Kann der Film denn wenigstens durch spannende Szenen unterhalten? Nun, trotz weitreichenden Actionszenen wird das bunte Treiben hier manchmal etwas langweilig und überraschungslos, weil man mittlerweile weiß, dass sich der Schützenheld auch wirklich aus jeder Situation von eigener Hand befreien kann. Dadurch werden häufig wirklich intensive Szenen unterbrochen. Ziemlich gut und hart zum Beispiel die Sache mit dem Verhör und dem "mürbe machen", bei dem Rambo mit elektrischen Schocks bearbeitet wird. Und wenn man sich schon an den Fingernägeln kauend denkt, dass es das jetzt für Rambo gewesen sein muss... zieht der wieder ein Ass aus dem Ärmel und überwältigt gefühlte hundert Feinde nur mit Messer und Faust.

Besonders der Feind an sich wird hier wieder reichlich klischeehaft vorgeführt. Bei den Vietnamesen also das altbekannte Debakel, wie man es schon aus jedem Film über den Vietnam-Krieg denkt: Kleine, gelbe, fiese und grundböse Gesellen, die nur töten, Sex und Spaß an Gewalt im Sinn zu haben scheinen. Irgendwo im Film wird dezent gesagt, dass die amerikanischen Gefangenen Familie haben, und um Himmels Willen, die haben Angst um ihre im Krieg verschwundenen Männer! Schön und gut, als ob die Vietnamesen, die Rambo der Reihe nach die Birne wegpustet keine Familien hätten.

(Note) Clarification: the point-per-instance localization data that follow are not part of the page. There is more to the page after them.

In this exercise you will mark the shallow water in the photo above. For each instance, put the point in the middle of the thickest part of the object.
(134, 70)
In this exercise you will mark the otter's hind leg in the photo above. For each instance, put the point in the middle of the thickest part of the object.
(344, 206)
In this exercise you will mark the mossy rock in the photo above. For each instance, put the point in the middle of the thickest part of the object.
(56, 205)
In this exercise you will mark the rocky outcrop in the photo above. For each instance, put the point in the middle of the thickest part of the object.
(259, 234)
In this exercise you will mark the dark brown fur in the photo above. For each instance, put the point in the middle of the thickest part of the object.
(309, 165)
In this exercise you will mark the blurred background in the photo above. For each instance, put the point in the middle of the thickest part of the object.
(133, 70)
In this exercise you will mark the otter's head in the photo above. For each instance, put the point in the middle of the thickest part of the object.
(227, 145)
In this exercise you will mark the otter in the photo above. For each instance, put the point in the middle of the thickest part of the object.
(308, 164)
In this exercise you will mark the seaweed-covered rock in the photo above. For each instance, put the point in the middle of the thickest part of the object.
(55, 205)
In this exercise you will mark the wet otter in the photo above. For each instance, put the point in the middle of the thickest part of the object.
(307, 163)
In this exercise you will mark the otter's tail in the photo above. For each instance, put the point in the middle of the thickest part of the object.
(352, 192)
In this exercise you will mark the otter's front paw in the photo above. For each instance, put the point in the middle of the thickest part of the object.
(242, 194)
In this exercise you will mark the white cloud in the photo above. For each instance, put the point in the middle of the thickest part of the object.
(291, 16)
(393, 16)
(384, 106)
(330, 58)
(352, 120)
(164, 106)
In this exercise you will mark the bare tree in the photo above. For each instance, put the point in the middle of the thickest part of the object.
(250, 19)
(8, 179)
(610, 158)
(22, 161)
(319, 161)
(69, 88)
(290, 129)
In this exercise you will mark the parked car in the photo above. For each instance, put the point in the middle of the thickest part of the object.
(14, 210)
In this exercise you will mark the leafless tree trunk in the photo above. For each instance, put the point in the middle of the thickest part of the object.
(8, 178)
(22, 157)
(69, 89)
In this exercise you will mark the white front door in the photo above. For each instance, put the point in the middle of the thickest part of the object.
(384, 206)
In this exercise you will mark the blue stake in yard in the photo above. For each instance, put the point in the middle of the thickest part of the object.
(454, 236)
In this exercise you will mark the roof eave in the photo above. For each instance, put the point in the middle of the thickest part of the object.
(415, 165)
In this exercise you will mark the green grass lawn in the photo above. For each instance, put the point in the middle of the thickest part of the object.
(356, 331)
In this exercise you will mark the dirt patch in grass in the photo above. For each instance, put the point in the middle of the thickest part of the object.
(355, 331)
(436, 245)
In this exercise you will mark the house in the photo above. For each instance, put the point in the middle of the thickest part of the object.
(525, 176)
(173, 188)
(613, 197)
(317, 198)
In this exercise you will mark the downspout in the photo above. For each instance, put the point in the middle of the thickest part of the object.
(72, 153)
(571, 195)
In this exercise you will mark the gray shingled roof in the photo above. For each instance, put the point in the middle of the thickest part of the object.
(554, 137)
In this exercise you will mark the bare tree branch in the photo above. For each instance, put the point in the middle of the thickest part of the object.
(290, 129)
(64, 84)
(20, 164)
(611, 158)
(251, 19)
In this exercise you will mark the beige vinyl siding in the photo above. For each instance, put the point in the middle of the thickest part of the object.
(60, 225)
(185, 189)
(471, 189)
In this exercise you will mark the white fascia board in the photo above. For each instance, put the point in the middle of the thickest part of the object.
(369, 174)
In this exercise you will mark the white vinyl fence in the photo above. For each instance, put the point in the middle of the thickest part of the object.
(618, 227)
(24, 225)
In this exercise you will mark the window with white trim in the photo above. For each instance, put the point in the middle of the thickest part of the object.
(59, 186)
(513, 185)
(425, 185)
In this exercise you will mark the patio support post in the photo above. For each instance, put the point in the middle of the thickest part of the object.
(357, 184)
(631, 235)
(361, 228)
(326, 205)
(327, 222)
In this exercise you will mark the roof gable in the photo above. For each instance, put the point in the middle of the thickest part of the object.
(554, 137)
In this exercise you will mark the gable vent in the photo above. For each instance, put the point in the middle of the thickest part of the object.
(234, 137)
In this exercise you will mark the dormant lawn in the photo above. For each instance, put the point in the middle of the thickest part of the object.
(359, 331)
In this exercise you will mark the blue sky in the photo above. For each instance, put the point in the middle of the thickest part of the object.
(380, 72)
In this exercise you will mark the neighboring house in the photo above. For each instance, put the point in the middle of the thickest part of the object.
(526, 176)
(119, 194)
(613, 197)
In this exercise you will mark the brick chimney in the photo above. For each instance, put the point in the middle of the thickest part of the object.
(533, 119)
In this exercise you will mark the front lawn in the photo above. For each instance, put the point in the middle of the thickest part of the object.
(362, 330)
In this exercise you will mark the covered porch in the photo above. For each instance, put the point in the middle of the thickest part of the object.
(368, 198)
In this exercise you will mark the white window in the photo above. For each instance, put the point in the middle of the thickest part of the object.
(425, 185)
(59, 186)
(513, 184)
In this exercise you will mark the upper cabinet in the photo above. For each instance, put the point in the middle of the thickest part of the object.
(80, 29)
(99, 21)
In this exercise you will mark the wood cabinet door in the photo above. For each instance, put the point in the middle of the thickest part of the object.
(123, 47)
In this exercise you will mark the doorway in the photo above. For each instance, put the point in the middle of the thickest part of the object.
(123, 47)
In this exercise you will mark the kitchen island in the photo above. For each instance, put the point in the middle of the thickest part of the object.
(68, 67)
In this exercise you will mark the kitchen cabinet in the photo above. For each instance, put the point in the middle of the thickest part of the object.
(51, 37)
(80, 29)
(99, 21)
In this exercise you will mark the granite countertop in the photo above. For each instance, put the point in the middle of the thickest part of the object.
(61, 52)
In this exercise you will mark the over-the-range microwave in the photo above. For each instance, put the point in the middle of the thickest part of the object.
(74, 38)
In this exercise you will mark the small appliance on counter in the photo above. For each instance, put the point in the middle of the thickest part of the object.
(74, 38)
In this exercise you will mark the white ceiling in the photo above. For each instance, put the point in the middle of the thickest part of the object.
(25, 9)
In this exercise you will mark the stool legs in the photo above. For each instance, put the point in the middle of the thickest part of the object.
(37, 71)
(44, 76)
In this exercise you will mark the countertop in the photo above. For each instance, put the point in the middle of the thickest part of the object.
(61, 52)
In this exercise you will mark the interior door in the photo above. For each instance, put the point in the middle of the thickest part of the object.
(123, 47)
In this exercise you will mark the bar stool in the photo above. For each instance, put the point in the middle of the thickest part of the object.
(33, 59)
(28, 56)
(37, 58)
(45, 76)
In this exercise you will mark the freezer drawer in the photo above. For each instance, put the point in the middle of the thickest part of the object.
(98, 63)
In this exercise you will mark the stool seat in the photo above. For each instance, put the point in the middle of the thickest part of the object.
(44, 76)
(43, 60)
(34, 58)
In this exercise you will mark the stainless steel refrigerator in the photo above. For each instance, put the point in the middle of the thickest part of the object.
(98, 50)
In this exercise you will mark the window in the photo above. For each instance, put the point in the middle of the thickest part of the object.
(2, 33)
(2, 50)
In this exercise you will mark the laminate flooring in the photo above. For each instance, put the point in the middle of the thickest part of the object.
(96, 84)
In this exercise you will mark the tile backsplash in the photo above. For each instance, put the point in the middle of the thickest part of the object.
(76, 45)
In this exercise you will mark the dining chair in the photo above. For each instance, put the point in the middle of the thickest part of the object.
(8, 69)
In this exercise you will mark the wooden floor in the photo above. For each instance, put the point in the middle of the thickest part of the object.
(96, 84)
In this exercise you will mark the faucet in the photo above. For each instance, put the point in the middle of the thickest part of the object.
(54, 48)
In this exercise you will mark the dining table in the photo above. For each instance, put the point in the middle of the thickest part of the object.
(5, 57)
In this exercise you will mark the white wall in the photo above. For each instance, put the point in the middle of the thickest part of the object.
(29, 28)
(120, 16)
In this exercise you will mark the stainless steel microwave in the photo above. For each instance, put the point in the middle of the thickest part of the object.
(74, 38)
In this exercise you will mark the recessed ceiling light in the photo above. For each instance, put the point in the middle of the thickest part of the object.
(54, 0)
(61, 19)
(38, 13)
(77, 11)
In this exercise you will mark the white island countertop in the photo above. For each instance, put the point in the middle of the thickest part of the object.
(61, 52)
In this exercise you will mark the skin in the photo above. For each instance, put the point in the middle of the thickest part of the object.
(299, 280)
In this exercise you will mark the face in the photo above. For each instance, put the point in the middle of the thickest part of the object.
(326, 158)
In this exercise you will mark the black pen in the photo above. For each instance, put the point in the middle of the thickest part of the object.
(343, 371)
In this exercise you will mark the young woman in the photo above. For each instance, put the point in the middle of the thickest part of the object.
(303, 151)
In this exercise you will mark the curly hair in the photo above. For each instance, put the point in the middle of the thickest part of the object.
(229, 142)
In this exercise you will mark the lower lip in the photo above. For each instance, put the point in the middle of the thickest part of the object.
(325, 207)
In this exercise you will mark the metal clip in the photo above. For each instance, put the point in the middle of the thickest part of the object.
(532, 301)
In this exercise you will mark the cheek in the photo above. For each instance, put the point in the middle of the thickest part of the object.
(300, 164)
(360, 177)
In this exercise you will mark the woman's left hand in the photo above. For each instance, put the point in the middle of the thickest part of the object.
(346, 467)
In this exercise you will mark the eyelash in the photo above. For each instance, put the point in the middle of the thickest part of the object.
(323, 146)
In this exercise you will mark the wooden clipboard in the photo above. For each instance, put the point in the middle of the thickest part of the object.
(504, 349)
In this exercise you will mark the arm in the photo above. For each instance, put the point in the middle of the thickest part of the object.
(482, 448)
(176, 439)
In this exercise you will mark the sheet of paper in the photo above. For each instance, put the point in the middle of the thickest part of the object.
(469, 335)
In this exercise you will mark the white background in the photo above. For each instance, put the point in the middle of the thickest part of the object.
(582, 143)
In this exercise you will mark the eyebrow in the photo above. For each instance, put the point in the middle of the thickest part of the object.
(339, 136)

Und wie gesagt, am Ende sterben auch mal wieder deftig viele Gegner, und das will der (amerikanische) Zuschauer wohl auch nur sehen: Die Rache des Amis an den gelben Männern, die ihnen im Krieg eine verlustreiche Niederlage beschert haben... Au Man.

Letztlich überzeugt Rambo nur wirklich durch seine Spannung, den durchaus sehenswerten Helikopterszenen und Stallones herrlich untalentierten Schauspiel. Es ist einfach auf eine Art wunderbar, wenn Stallone mit seinen Dackelaugen direkt zum Zuschauer blickt. Stallone soll ja auch mit am Drehbuch getüffelt haben. Er war bestimmt für die Dialoge des eh dialoglastigen Films zuständig... auf den Punkt gebracht also Rambos Wortschatz: "Ja", "Nein", "Einen Scheiß mach ich"... hatte ich schon "Ja"?

Fazit

Durchaus spannende, wenn auch typisch amerikanische Ballerorgie, in der die Amis einmal mehr zum gequälten Volk und die Vietnamesen zu den abgrundtiefen bösen Schreckgespenstern werden - am Ende hat man null Sinn und leise Dramatik, dafür umso mehr Blut, Rumballerei und Geschrei.